Wednesday, March 20, 2024, 11:45–12:00, H 2032

Video-rate volumetric fluorescence lifetime imaging of living multicellular systems using single-objective lightsheet microscopy — •Valentin Dunsing-Eichenauer¹, Johan Hummert², Claire Chardès¹, Felix Koberling², Ivan Michel Antolovic³, Léo Guignard¹, and Pierre-François Lenne¹ — ¹IBDM & CENTURI, Aix-Marseille University/ CNRS, Marseille, France — ²PicoQuant GmbH, Berlin, Germany — ³Pi Imaging Technology SA, EPFL Innovation Park, Lausanne, Switzerland

Fluorescence lifetime imaging microscopy (FLIM) is a widely used technique for functional and multiplexed bioimaging.

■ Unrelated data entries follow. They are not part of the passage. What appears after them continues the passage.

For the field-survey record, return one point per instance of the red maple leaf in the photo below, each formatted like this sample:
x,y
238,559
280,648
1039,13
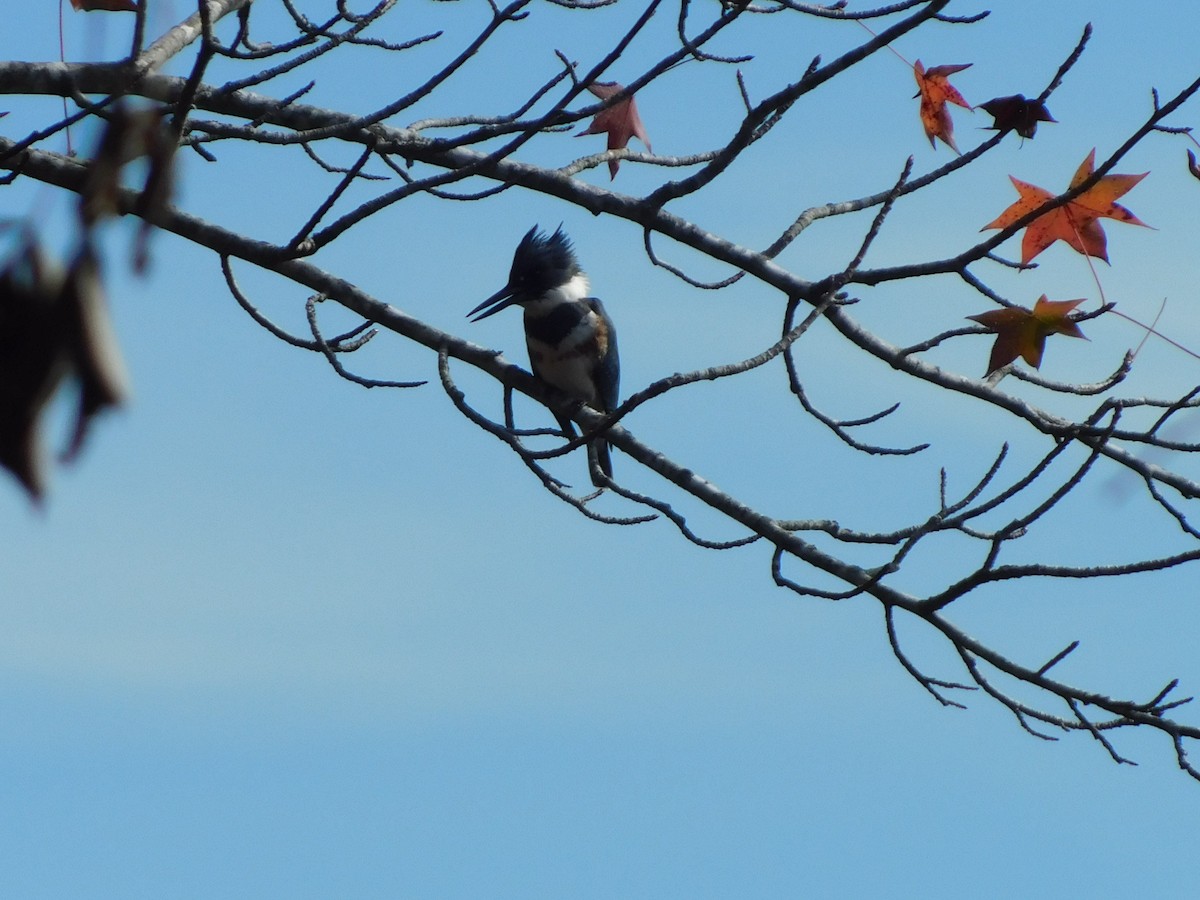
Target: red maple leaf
x,y
1024,333
1075,222
621,121
106,5
935,91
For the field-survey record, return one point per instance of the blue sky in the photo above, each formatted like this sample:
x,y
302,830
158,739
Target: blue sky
x,y
279,635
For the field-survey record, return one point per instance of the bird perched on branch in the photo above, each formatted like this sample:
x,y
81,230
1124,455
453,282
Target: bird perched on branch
x,y
571,341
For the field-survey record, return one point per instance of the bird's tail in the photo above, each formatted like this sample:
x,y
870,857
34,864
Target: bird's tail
x,y
599,448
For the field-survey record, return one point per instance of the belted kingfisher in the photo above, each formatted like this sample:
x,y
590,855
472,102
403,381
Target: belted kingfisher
x,y
571,341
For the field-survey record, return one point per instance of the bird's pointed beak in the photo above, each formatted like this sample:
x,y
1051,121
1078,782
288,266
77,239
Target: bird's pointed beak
x,y
499,300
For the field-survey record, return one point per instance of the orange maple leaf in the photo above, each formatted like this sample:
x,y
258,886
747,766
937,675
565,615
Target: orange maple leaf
x,y
1075,222
935,91
1024,333
621,121
105,5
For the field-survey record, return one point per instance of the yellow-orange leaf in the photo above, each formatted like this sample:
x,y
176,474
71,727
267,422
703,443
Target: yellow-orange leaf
x,y
935,91
1024,333
1075,222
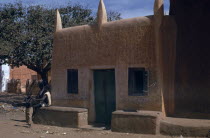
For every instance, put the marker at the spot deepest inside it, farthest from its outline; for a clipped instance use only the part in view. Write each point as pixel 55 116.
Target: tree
pixel 27 33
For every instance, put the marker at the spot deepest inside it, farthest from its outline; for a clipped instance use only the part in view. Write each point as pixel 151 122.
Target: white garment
pixel 49 98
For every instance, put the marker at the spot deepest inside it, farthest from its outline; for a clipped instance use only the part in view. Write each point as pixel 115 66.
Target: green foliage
pixel 26 35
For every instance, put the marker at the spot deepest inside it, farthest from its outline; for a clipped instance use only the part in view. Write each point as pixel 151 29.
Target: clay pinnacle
pixel 58 24
pixel 158 7
pixel 102 15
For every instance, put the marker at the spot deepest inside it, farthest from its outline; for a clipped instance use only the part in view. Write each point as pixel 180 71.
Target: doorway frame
pixel 92 112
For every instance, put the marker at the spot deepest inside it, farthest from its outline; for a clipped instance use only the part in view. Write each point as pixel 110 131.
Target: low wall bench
pixel 142 122
pixel 62 116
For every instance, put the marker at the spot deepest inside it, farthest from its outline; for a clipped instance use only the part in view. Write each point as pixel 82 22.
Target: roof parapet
pixel 58 22
pixel 159 8
pixel 102 15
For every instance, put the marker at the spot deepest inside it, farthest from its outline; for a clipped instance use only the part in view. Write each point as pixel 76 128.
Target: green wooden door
pixel 105 101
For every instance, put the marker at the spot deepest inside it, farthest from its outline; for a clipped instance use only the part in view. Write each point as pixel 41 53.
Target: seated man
pixel 33 104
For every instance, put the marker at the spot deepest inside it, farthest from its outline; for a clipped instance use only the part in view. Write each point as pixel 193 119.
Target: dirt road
pixel 12 125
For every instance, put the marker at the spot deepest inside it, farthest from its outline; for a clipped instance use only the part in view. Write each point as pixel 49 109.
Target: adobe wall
pixel 23 74
pixel 192 64
pixel 120 44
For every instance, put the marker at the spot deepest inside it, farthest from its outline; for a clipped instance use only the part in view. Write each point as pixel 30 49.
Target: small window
pixel 72 81
pixel 137 81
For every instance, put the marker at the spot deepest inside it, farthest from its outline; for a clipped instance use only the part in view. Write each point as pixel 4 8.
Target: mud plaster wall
pixel 192 63
pixel 168 29
pixel 119 45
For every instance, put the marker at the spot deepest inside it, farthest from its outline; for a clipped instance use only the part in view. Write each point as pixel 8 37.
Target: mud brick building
pixel 113 65
pixel 23 74
pixel 133 72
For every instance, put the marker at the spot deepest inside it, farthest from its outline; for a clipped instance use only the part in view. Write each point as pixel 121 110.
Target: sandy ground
pixel 12 125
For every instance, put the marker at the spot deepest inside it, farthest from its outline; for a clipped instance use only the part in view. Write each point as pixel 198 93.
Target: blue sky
pixel 128 8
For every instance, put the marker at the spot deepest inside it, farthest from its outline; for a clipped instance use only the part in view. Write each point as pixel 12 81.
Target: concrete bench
pixel 143 122
pixel 61 116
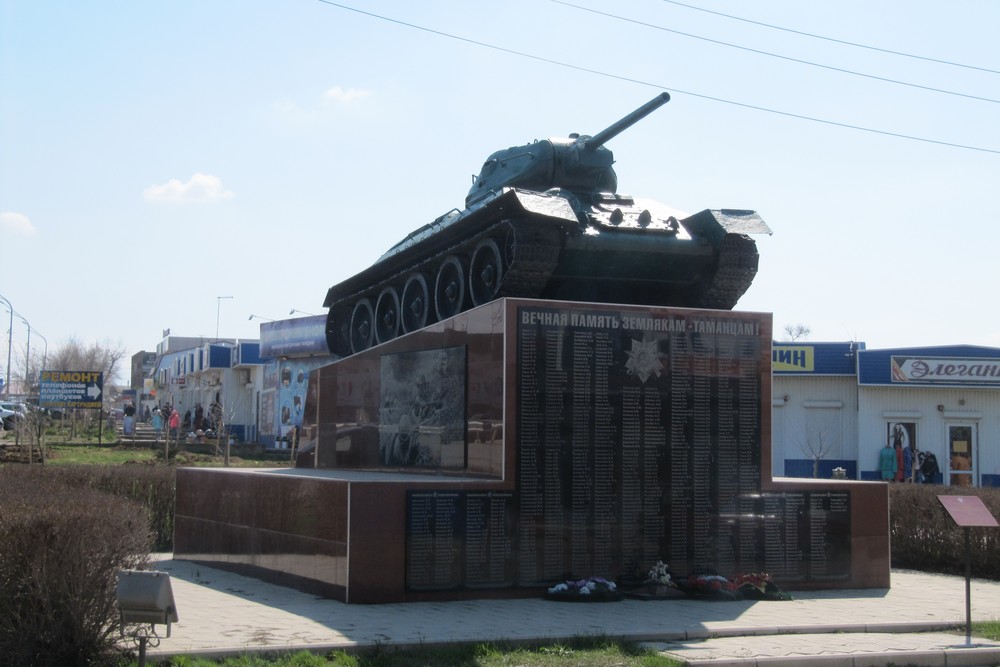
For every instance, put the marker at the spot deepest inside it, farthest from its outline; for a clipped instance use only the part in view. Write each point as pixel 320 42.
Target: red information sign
pixel 968 511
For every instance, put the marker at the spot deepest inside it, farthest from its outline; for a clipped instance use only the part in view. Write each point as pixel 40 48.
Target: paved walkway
pixel 919 621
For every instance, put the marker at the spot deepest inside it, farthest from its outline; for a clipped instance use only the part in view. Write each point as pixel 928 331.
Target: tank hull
pixel 556 245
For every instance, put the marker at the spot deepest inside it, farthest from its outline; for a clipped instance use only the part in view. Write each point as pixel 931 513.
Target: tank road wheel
pixel 387 315
pixel 509 247
pixel 415 304
pixel 338 338
pixel 449 288
pixel 362 326
pixel 485 272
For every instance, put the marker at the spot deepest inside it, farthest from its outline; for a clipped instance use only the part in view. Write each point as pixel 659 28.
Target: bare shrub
pixel 61 548
pixel 924 537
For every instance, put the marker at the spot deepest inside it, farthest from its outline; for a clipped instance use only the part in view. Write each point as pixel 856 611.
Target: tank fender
pixel 549 205
pixel 713 224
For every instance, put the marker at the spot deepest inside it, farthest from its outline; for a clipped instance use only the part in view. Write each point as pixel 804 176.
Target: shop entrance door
pixel 961 454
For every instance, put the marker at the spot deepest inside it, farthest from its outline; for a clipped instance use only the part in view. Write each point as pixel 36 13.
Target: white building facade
pixel 838 405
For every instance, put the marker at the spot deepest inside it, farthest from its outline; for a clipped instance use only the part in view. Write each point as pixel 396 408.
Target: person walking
pixel 157 421
pixel 128 421
pixel 174 423
pixel 887 463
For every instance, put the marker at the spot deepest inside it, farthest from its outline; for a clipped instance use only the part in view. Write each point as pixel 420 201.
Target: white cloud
pixel 339 95
pixel 317 110
pixel 200 188
pixel 16 223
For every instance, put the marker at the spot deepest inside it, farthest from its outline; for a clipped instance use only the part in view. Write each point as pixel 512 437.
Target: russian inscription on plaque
pixel 640 440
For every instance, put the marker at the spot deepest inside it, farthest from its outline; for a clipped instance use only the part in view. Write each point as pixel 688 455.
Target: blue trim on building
pixel 220 356
pixel 814 358
pixel 803 468
pixel 249 353
pixel 875 366
pixel 875 476
pixel 296 337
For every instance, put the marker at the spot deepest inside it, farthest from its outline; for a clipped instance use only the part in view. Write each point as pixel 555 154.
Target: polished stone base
pixel 524 443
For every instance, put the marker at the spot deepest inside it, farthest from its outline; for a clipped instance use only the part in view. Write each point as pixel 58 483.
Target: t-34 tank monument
pixel 573 397
pixel 545 220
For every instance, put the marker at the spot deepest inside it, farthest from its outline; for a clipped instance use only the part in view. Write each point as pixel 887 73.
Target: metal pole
pixel 45 354
pixel 968 588
pixel 27 357
pixel 10 338
pixel 218 312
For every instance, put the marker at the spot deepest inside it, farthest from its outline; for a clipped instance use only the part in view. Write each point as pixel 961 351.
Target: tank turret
pixel 545 220
pixel 575 163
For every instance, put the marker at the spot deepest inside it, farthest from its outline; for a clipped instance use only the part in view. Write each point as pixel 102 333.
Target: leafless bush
pixel 924 537
pixel 61 548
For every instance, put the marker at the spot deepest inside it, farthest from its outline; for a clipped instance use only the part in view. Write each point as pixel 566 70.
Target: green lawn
pixel 589 652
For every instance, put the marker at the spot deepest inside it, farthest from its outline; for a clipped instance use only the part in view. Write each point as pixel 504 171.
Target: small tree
pixel 816 446
pixel 795 331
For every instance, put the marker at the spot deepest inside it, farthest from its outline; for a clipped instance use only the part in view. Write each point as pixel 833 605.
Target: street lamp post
pixel 45 351
pixel 27 358
pixel 218 312
pixel 10 338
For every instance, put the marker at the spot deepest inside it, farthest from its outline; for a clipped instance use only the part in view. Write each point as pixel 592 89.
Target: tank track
pixel 533 251
pixel 737 267
pixel 536 253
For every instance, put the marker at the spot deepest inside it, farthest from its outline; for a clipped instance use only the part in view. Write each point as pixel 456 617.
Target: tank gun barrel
pixel 628 121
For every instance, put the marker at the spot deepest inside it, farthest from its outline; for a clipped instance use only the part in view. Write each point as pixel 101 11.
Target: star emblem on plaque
pixel 643 361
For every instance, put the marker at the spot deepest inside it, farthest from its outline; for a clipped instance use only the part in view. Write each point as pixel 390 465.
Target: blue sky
pixel 157 156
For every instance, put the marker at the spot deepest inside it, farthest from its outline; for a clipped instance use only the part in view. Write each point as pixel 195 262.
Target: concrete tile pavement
pixel 223 614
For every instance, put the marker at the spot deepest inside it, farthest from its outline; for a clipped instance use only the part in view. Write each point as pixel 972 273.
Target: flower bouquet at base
pixel 591 589
pixel 659 585
pixel 709 586
pixel 759 586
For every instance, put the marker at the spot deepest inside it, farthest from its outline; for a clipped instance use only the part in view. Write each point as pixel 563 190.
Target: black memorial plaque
pixel 457 539
pixel 640 440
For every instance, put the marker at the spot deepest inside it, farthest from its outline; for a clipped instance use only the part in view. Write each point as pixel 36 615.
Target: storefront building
pixel 838 405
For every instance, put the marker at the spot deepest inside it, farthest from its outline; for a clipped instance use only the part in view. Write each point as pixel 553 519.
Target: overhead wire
pixel 833 39
pixel 658 86
pixel 810 63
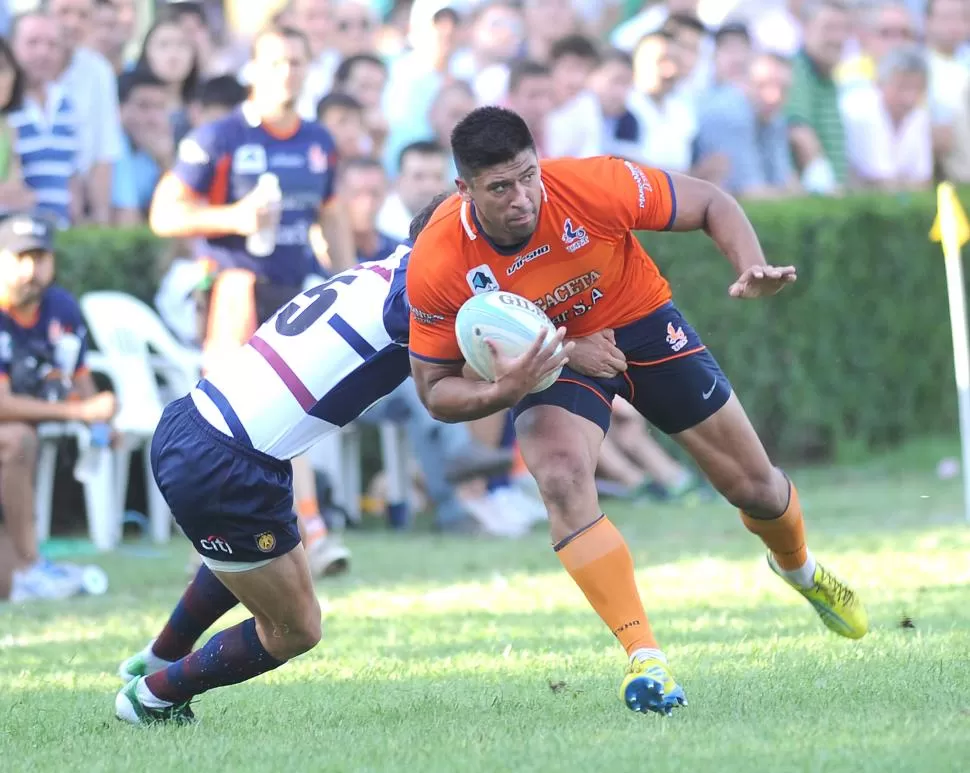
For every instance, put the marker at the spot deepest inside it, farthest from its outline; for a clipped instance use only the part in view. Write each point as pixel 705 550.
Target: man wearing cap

It is commonly performed on confocal laser scanning microscopes equipped with time correlated single photon counting hardware. However, high excitation powers or long acquisition times are needed to obtain sufficient photon statistics, preventing applications on sensitive living specimen such as embryos or organoids. To overcome these limitations, we have combined single objective lightsheet microscopy with pulsed excitation and time-resolved detection on a 512x512 pixel gated SPAD array detector. We report excellent quantitative agreement with confocal FLIM at 100-1000-fold shorter acquisition times, down to 150 ms per image. We further demonstrate 3D FLIM on live embryonic organoids, lifetime unmixing of two spectrally overlapping fluorophore species, and time-lapse 3D FLIM of mechanosensitive tension probes. Our approach facilitates volumetric FLIM at unprecedented speed and throughput, providing a powerful tool for functional imaging of dynamic multicellular systems.